When moving plants in the summer, the key to success is good irrigation after the plants are transplanted. Obviously, soil moisture is important, but equally so is keeping some moisture on the foliage until the plants are re-established. For this purpose, I like to use sprinkler hoses. Compared to a drip hose, which leaks water under low pressure, sprinkler hoses spray tiny, short, fine streams of water at a slightly higher pressure, creating a modified misting effect. Sprinkler hoses can be used right side up or upside down, depending on the desired effect. Unfortunately, most of the sprinkler hoses available are cheap, very poor quality hoses such as what you will often find at the big box stores, where the price point is far more important than quality. My experience echoed the online reviews I found, describing cheap hoses which rarely lasted more than 1-2 waterings before becoming worthless when the holes blew out, resulting in no watering at the far end of the hose and a flood at the front end. My search led me to Flexon™ brand sprinkler hoses, which have performed wonderfully.

After transplanting a bed of plants, which we did in 100 degree F temperatures, we hooked a battery-powered timer to the faucet along with a string of sprinkler hoses. Most waterings are only 1-2 minutes long, but are repeated several times per day to keep the foliage moist while the plants re-root. Longer waterings to keep the soil from drying might be needed only once or twice per week.

We recently got a note from Wall Street Journal garden writer Anne Marie Chaker, who is working on a story about zone-denial gardening. She’s looking for hard-core gardeners who love to push the limits on what is possible in their zones. If you fit the bill and would like to be part of the story, please contact Anne Marie at amc@wsj.com

In yet another massive collapse in the horticultural industry, Skinner Nursery has now joined the all-to-long list of nurseries taken down by the recent faltering economy. Skinner Nurseries began its life in 1973 as a wholesale nursery in Jacksonville, Florida started by real estate developer Byrant B. Skinner Sr. In the late 1990s the company began expanding as a plant distribution center, quickly becoming one of the largest in the country, with 22 locations (2007) in seven southeast states. The original wholesale division, now encompassing 1300 acres in Florida, was renamed Flagler Wholesale Nursery and was run by brothers Russell and Bryant Skinner.

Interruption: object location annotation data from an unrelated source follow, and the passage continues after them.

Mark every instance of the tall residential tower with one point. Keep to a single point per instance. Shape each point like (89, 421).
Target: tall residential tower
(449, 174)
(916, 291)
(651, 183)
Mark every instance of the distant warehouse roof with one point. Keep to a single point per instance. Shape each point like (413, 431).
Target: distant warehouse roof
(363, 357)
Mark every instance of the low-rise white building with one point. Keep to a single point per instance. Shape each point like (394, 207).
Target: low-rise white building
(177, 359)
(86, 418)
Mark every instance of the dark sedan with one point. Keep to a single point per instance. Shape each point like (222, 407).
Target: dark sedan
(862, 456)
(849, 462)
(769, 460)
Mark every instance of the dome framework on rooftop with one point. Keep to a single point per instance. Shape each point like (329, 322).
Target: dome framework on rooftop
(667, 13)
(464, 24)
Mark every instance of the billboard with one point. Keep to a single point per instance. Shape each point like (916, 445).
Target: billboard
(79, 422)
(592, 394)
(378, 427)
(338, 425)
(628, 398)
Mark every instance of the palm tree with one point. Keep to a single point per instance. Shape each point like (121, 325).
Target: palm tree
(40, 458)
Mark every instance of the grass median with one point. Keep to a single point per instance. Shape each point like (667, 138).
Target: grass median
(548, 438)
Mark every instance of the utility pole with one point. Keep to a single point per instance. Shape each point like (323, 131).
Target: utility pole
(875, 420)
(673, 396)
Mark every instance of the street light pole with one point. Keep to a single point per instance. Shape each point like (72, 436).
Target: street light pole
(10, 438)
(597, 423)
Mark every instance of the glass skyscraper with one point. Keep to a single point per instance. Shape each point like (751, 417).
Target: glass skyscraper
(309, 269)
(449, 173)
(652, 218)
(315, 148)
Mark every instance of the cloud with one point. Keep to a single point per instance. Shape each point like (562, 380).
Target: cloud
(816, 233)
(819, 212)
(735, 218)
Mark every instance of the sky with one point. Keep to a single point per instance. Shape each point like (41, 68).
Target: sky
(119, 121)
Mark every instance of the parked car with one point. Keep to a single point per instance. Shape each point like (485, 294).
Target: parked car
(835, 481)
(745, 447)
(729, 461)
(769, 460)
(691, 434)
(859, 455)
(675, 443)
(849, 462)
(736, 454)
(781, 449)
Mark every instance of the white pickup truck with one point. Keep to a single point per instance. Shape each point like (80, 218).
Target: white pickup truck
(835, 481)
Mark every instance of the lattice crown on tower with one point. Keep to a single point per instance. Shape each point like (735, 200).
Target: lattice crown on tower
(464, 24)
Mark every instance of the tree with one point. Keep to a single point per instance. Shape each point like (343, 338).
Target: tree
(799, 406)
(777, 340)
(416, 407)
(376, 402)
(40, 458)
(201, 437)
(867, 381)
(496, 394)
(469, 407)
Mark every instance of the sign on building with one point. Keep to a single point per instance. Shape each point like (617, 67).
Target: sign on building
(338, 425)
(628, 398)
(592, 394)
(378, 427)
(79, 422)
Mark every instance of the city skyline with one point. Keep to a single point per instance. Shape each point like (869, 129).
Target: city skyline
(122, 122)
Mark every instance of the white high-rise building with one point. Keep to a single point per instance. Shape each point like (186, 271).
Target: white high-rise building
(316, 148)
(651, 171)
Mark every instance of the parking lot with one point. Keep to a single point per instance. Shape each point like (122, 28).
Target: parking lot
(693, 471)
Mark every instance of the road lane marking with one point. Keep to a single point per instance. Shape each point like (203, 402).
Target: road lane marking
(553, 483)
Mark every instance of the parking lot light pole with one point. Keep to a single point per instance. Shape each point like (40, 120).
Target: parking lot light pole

In 2005, Skinner Nurseries ranked No. 4 on The Jacksonville Business Journal’s Fastest-Growing Private Companies list. Company revenues increased from $12.4 million in 2000 to $110 million by 2007. Prestigious landscape projects included the J.C. Penney headquarters in Texas, the Merrill Lynch Southeast headquarters in Florida, the Jacksonville, Florida Municipal Stadium; the PGA World Golf Village and Hall of Fame in Florida, and the 1996 Olympic Games in Atlanta. The company had done so well financially that they even got into stock car racing sponsorship (FASCAR) in 2007. Despite the slowing economy, Skinner was determined (obviously too much so) to expand and open new distribution centers until 2008, when the “nursery-friendly” folks at Wachovia slashed their line of credit. While a few of the Skinner Nursery sites were sold to other nurseries, most were just shuttered. As is usual in these cases, there is a ripple down effect to suppliers who never got paid. Since Skinner Nurseries never filed for bankruptcy protection, it is unclear if enough funds remain to pay all of the vendors…we certainly hope so. As of press time, it appears that the stock at Flagler Wholesale Nursery could also be headed for auction. Surely the bankers learned something after the Carolina Nurseries auction debacle…you can’t auction plants into an already saturated market at anything but giveaway prices.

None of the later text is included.